For individual investors, the message from this rotation is straightforward but challenging. The easy “momentum beta” of earlier crypto cycles has been replaced by a more selective, research‑driven environment. It is no longer enough to chase whichever coin is trending. Market participants are being forced to evaluate token economics, governance models, competitive moats and regulatory risks in greater detail, much as they would when analyzing traditional equities.

This also changes how risk management should be approached. With large caps under pressure and smaller assets showing both opportunity and heightened volatility, portfolio construction becomes more important. Investors may need to think in terms of core holdings with long‑term theses-such as Bitcoin as a macro asset or Ethereum as a settlement layer-surrounded by a selectively chosen “satellite” basket of projects that demonstrate measurable traction.

The institutional side of the market is undergoing a similar adjustment. Asset managers who previously offered broad crypto exposure as a thematic product are now being asked to justify specific holdings on their fundamentals. This is pushing some firms to develop more sophisticated frameworks for valuing networks, analyzing on‑chain data, and assessing the sustainability of protocol revenues. As these tools mature, they could, in turn, help stabilize the sector by anchoring valuations in observable metrics rather than pure narrative.

Looking forward, several catalysts could reverse the current sentiment gap between AI and crypto. Regulatory clarity on stablecoins, exchange oversight and token classification would remove key sources of uncertainty. Successful launches of new financial products, such as additional ETFs or structured vehicles for altcoins, could attract long‑term capital rather than just short‑term traders. And if AI equities eventually experience their own valuation reset, some of the speculative capital now parked in that sector may come looking for the next high‑growth narrative-and find it again in digital assets.

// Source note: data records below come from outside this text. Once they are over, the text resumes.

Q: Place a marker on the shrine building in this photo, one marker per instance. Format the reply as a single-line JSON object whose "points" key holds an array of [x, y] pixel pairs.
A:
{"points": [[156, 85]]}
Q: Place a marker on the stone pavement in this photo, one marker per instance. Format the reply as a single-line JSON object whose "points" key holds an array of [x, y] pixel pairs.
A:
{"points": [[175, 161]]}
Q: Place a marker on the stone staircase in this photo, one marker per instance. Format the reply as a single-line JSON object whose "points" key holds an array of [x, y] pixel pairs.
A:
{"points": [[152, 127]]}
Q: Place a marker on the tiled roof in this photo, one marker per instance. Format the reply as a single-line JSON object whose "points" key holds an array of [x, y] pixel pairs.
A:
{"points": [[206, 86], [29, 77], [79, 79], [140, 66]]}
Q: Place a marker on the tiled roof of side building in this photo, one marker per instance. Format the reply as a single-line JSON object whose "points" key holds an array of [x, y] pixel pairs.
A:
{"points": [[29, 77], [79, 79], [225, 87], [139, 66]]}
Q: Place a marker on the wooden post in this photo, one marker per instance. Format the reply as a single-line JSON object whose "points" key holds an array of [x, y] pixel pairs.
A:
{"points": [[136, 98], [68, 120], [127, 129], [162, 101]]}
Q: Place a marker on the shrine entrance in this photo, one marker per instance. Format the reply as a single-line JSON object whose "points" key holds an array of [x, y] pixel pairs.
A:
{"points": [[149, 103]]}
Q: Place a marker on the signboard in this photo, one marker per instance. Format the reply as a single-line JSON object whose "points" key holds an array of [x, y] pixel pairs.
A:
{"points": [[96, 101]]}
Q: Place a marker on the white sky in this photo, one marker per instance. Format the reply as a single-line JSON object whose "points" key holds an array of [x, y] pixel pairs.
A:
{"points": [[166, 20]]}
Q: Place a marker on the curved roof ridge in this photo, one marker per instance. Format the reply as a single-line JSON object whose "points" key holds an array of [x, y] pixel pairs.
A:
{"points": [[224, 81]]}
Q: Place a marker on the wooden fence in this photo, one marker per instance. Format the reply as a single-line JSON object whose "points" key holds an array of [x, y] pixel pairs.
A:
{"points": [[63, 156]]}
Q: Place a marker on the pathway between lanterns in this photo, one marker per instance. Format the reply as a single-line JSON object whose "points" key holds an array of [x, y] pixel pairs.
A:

For now, however, crypto occupies a different role in portfolios than it did during its last peak. It has shifted from being the obvious momentum play to a more contrarian, fundamentals‑first trade. Investors willing to endure volatility and look past the current AI mania may find value in select projects that are quietly building, generating revenue and solving real problems, even as the headlines focus elsewhere.

In Hougan’s framing, this is a more demanding but ultimately healthier phase for the market. If digital assets are to mature into a durable asset class, they will have to compete not just with each other but with every other opportunity in global markets-from AI leaders and defense giants to energy producers and space companies. That competition is now fully underway, and crypto’s next leg of growth will depend on whether it can prove its worth in that broader investment landscape.